Interpreté aquella observacion como una pulla que me echaba para que cediese mi asiento al vizco, y se lo propuse así, ruborizándome hasta la punta de los pelos.

— Si no teneis ningun inconveniente, señorito, me dijo William, eso me parece que seria lo mas conveniente.

He considerado siempre este incidente como mi primer jaque en la vida. Al tomar mi asiento en el despacho de diligencias habia pagado media corona de mas al encargado para que me lo reservase. Habíame provisto de un abrigo fuerte y de un buen tapa-bocas de cachemir, para honrar dignamente aquel asiento privilegiado : me instalé en él, orgulloso de mí mismo y convencido que la diligencia podia enorgullecerse de mí. Pues bien, al primer relevo me veia suplantado por un hombre vizco, vestido vulgarmente, que hablaba mal y cuyo único mérito era oler á cuadra horrorosamente.

Mas de una vez me ha perjudicado la desconfianza de mí mismo, y ciertamente el detalle de la diligencia de Cantorbery no era lo mas á propósito para curarme de aquella enfermedad crónica.

Por mas que apelé á mi nuevo aire de suficiencia y hablé con voz ahuecada durante el resto del camino, no pude disimularme que era un novicio, un inocente, un astro apagado en mi aurora.

A pesar de todo, mi posicion en el imperial de la diligencia era sumamente curiosa. Jóven bien educado, bien vestido, con el bolsillo repleto, hallaba de trecho en trecho los postes del primer viaje que habia emprendido por aquella misma carretera, y, á pesar mio, experimenté aun algunas de las emociones del pobre niño fugitivo. Al distinguir algun buhonero ambulante, se me figuraba sentir una mano sucia agarrándome por la manga de la camisa.

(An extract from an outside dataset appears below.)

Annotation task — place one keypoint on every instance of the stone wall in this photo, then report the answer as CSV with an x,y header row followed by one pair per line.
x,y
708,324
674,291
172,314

Cuando pasamos al trote por Chatham, asomé la cabeza á la calle en que el judío me habia comprado mi chaqueta, y busqué el paraje donde me habia sentado al sol, esperando mi dinero. En fin, ya no faltaba sino un relevo para llegar á Lóndres, y pasamos por delante del colegio, donde tal vez imperaba aun aquel tirano llamado Mr. Creakle... ¡Ah! hubiera dado cuanto llevaba encima por poder bajar de la diligencia, desquitarme con usura de los bastonazos que le adeudaba y abrir la jaula á todos los jóvenes prisioneros.

Paramos en la vetusta posada de la Cruz de Oro, en Charing-Cross, barrio que entonces no era de lo mejorcito de Lóndres : un mozo me enseñó la sala general, luego una muchacha me introdujo en un cuartito que olia muy mal y se parecia á un nicho.